Graciela Touze, representative of the Argentinean organization Intercambios, noted a similar situation in Argentina, where most people convicted of dealing drugs are young men with no prior criminal record, who were arrested in public, unarmed, in possession of minor quantities of drugs and are convicted to the full extent of the law.
Other international guests spoke of new measures that are being implemented elsewhere.

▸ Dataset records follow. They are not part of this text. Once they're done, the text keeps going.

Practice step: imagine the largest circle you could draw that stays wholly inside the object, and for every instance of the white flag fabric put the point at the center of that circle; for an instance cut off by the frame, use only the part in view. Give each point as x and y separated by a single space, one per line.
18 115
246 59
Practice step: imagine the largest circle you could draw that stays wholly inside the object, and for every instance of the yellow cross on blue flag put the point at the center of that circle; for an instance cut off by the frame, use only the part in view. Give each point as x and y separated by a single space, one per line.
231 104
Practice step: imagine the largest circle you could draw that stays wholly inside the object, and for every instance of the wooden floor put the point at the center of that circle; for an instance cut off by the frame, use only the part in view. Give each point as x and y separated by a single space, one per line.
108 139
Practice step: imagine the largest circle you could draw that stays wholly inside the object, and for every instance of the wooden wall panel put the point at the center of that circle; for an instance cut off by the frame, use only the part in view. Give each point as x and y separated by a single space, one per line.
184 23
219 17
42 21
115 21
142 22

Journalist Glen Greenwald mentioned the decriminalization of drug use in Portugal eight years ago, which has resulted in a decrease in drug use as well as an improvement in public security stats.
Peruvian lawyer Ricardo Soberón explained several initiatives undertaken in the Andes region, such as a pardon for approximately 3000 small-scale drug dealers in Ecuador, as part of a policy to persecute large-scale drug dealers instead of imprisoning those who are responsible for the distribution of small quantities.
Ready for Action
In order to transform these discussions into concrete proposals or recommendations that can reach a greater audience, the second part of the seminar included a workshop in which the participants discussed a series of ideas to create a list of principles and guidelines to be presented to Conseg.

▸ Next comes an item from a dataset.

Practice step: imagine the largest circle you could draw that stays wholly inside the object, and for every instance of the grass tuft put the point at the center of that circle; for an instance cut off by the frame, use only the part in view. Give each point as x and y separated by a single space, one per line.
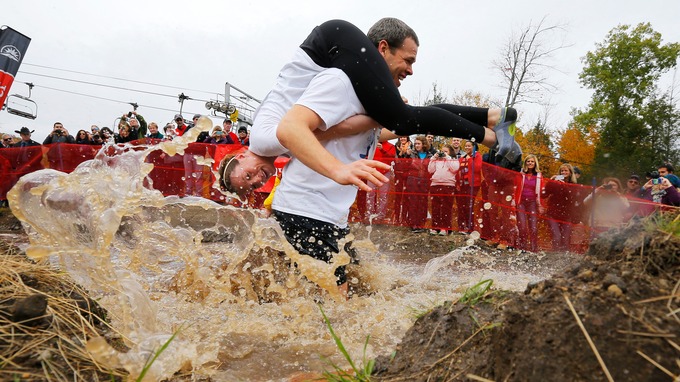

The first recommended principle is to adopt a systematic view on drug policies; a view that approaches the issue from an interdisciplinary perspective and that includes healthcare, education, justice and police in its joint implementation efforts.
Other principles include the respect for human rights. All participants agreed that any drug policy needs to include a focus on human rights. Furthermore, scientific research is required to move away from purely speculative discussions and provide a basis for a well-informed and rational debate.
The workshop participants also stated that prevention should be a fundamental component of any drug policy and that the UN premise for a “world free of drugs” is a completely utopian ideal. Instead, resources and efforts should be used effectively to prevent the abuse of narcotic drugs.
The group recommended some of the following guidelines for implementing these principles: value local knowledge in developing drug policies; train and educate professionals who work with drugs; respect cultural diversity; promote a broad discussion in society; demilitarize actions and approaches; expand the range of alternative sentences and conditional sentences and reduce prison sentences; expand strategies for harm reduction and create organizations to research the issue and reintegrate drug addicts into society.
These proposals are being made at a crucial time for change. Rubem Cesar Fernandes, executive director of Viva Rio, explained that the international debate is open to change; the recent divide that emerged in the consensus among the members of the UN Commission on Narcotic Drugs is evidence of changing times. Fernandes also noted that several changes are occurring across the region that will be implemented step by step, in terms of addressing the issues and in terms of what is happening within each region. This seminar and its recommendations to Conseg signal some of the changes that are occurring in Brazil.